Obviously a lot has changed since Teddy Roosevelt's day. With Africa's exotic wildlife increasingly threatened by loss of habitat, poaching and climate change, today's environmentally-conscious visitors tend to be thrilled just to catch a glimpse of a rhino in the wild, and have no desire to bring back heads or horns to hang over a fireplace. Moreover, African countries increasingly are working to develop wildlife watching and ecotourism as sustainable industries that bring in much-needed income and create jobs in local communities.
In South Africa, for example, where millions of tourists visit annually in search of the "big five" animals -- elephant, rhino, buffalo, lion and leopard -- there are 14 locally-owned-and-controlled safari operations certified by Fair Trade in Tourism South Africa, an organization that promotes ethical travel practices. And while local safari entrepreneurs once offered fairly rustic accommodations, they're increasingly developing more comfortable bush camps and luxurious safari lodges, where wildlife watchers can relax and dine in comfort after a day of adventure [source: Van Wyk].

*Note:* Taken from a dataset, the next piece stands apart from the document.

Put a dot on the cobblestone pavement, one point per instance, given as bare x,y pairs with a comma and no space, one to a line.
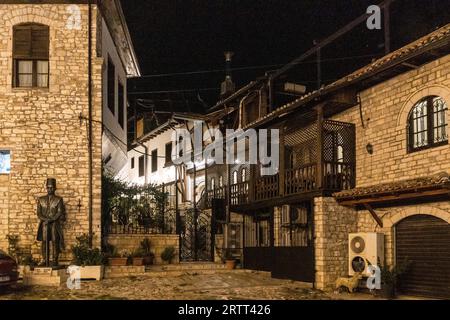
223,286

Today's safaris make great family vacations (provided that the kids are at least 8 or 9 years old, the minimum age allowed by most companies). There are a wide range of variations in accommodations, from the luxury lodges available in some national parks and game preserves, to temporary camps that some tour operators set up in the wild for safari-goers who don't mind roughing it. You can check out your options by perusing Web sites like My Safari Link, a recently-created portal and social networking site for various African safari operators.
Here's a taste of three types of safari lodging:
- Permanent camp -- On these safaris, you're based in a permanent tented camp or lodge from which you experience game walks, drives and even hot air balloon safaris during the day (especially in the morning and late afternoon, when the animals are most active). Most of the national parks have ideally-situated lodges and/or permanent tent "hotels," where visitors can eat, sleep and relax with all the comforts of home and even some gourmet meals. This type of safari is considerably more expensive than most camping safaris.
- Mobile permanent camp -- In this case, you visit several different camps and lodges, traveling from one location to the next via Land Rover, six- to eight-seater minibuses with roof hatches, open-sided trucks, or by air in light aircraft.
- Mobile -- On a mobile camping safari, you stay in a temporary camp each night. These camping safaris often cater to budget travelers who don't mind roughing it a bit (no flush toilets or running water) in exchange for the chance that a hippo or elephant will wander through camp at night. The quality of accommodations runs the gamut from basic to luxurious, with luxurious including 30-foot tents, showers, bathrooms and furniture [source: Bain, etal].